Comparison of low-coverage and high-coverage sequencing reference for imputation into independent samples

[i] Simulated “re-sequencing HapMap” reference panels mimic HapMap CEU-like LD pattern. Simulated reads were 32 base pairs in length. Sequencing error rate was set at 0.1% for a random 90% of the region, while the remaining 10% was considered non-sequenceable. The smaller re-sequencing HapMap reference panel consists of 120 true/simulated haplotypes of 60 individuals, and the larger one consists of imputed haplotypes from analyzing 400 individuals sequenced at 2× coverage. To approximate the true haplotypes of the 60 individuals in the smaller reference panel, a coverage of 16× or more is required (probably also with the aid of information from family members, for instance, using a trio design as for the current HapMap CEU and YRI). Thus, the larger panel represents a total sequencing investment of 800× and the smaller, over 960×.

[ii] A study sample of 500 individuals was simulated from the same underlying population of the re-sequencing HapMap.
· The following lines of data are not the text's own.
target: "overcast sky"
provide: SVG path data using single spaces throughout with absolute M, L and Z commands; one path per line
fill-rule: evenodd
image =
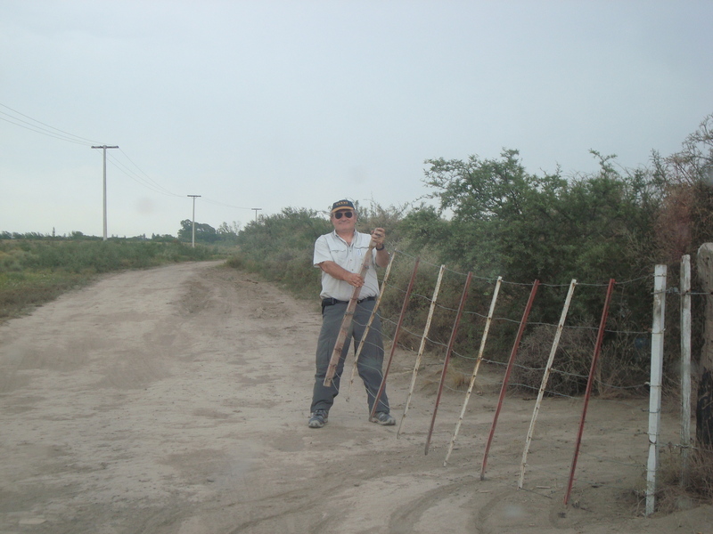
M 334 200 L 424 160 L 530 173 L 678 150 L 713 113 L 713 1 L 0 0 L 0 231 L 176 235 Z

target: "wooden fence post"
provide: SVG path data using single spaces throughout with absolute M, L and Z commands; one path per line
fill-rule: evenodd
M 696 446 L 713 450 L 713 243 L 698 249 L 698 275 L 706 293 L 706 327 L 696 404 Z

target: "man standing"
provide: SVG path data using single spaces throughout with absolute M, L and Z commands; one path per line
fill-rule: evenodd
M 344 360 L 349 350 L 349 341 L 354 339 L 355 351 L 361 342 L 369 317 L 379 295 L 379 281 L 376 267 L 389 263 L 382 228 L 377 228 L 371 235 L 355 230 L 356 210 L 349 200 L 339 200 L 332 206 L 330 215 L 334 231 L 320 236 L 315 243 L 314 263 L 322 270 L 322 330 L 319 334 L 316 351 L 316 373 L 312 393 L 310 428 L 322 428 L 327 422 L 329 410 L 339 394 L 340 379 L 344 369 Z M 369 245 L 373 242 L 373 252 Z M 360 271 L 365 255 L 372 254 L 366 276 L 362 278 Z M 354 312 L 352 326 L 341 351 L 337 372 L 331 386 L 324 385 L 329 361 L 337 343 L 344 313 L 355 287 L 361 287 L 359 300 Z M 366 388 L 369 413 L 381 384 L 381 365 L 384 349 L 381 341 L 381 321 L 376 315 L 369 328 L 364 347 L 359 354 L 356 368 Z M 396 419 L 389 413 L 389 400 L 382 392 L 373 422 L 379 425 L 395 425 Z

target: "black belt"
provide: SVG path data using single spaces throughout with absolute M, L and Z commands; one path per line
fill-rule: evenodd
M 365 301 L 376 300 L 375 296 L 366 296 L 356 301 L 357 304 L 361 304 Z M 322 307 L 333 306 L 334 304 L 348 304 L 349 301 L 338 301 L 336 298 L 323 298 Z

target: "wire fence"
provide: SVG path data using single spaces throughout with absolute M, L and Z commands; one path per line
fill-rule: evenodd
M 584 311 L 591 310 L 597 301 L 603 305 L 609 284 L 577 280 L 521 284 L 471 275 L 468 306 L 458 328 L 459 298 L 468 274 L 400 251 L 395 254 L 394 268 L 403 273 L 412 271 L 413 291 L 408 295 L 406 276 L 394 277 L 392 272 L 382 280 L 382 295 L 388 295 L 392 303 L 381 307 L 384 340 L 389 351 L 394 336 L 398 337 L 399 372 L 408 374 L 408 367 L 414 365 L 397 435 L 422 434 L 426 454 L 432 440 L 431 453 L 443 451 L 444 465 L 484 455 L 481 479 L 492 473 L 512 477 L 520 489 L 545 497 L 565 492 L 566 499 L 578 506 L 586 506 L 590 492 L 608 488 L 612 499 L 628 499 L 632 508 L 641 512 L 646 498 L 652 411 L 648 400 L 652 329 L 642 325 L 652 324 L 654 273 L 611 281 L 611 312 L 601 333 L 599 318 Z M 648 303 L 640 302 L 643 287 L 647 287 Z M 702 292 L 690 295 L 693 299 L 706 296 Z M 668 310 L 676 311 L 679 292 L 667 291 L 664 298 L 671 301 Z M 630 310 L 637 301 L 640 309 L 648 310 L 643 320 Z M 560 322 L 547 320 L 552 312 L 547 315 L 539 304 L 553 308 L 558 302 L 562 306 Z M 400 309 L 395 303 L 402 304 Z M 532 311 L 527 320 L 522 313 L 529 303 Z M 598 335 L 602 355 L 596 368 L 590 369 Z M 672 371 L 675 368 L 667 368 L 672 375 L 669 386 L 680 378 Z M 590 371 L 593 397 L 585 414 L 583 395 Z M 416 383 L 419 388 L 414 391 Z M 437 420 L 440 388 L 447 409 Z M 496 405 L 493 393 L 498 390 L 504 396 Z M 418 398 L 423 392 L 426 398 Z M 668 392 L 661 409 L 663 425 L 657 431 L 661 437 L 656 441 L 667 462 L 689 448 L 680 441 L 677 392 L 675 387 Z M 476 400 L 469 404 L 472 393 Z M 408 420 L 408 410 L 416 404 L 417 409 L 432 415 L 430 430 L 413 428 Z M 521 437 L 512 439 L 508 433 L 507 441 L 499 439 L 496 423 L 501 409 L 507 414 L 510 433 L 515 429 Z M 585 429 L 580 430 L 581 440 L 578 428 Z

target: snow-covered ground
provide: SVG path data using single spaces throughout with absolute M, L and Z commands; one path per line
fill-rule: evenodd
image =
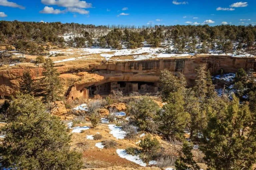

A set of 100 or 200 tagSNPs were selected randomly from the pool of SNPs found in both the larger and smaller re-sequencing HapMap and genotyped in the study sample. Genotypes of all re-sequencing HapMap SNPs were then imputed by jointly modeling tagSNP genotypes of the study sample individuals and haplotypes in the re-sequencing HapMap reference panel.

[iii] SNPs in this table are classified according to minor allele frequency (calculated from the sample of 500 individuals). For each minor allele frequency group, numbers of detected SNPs and squared correlations between imputed and true allele counts are tabulated.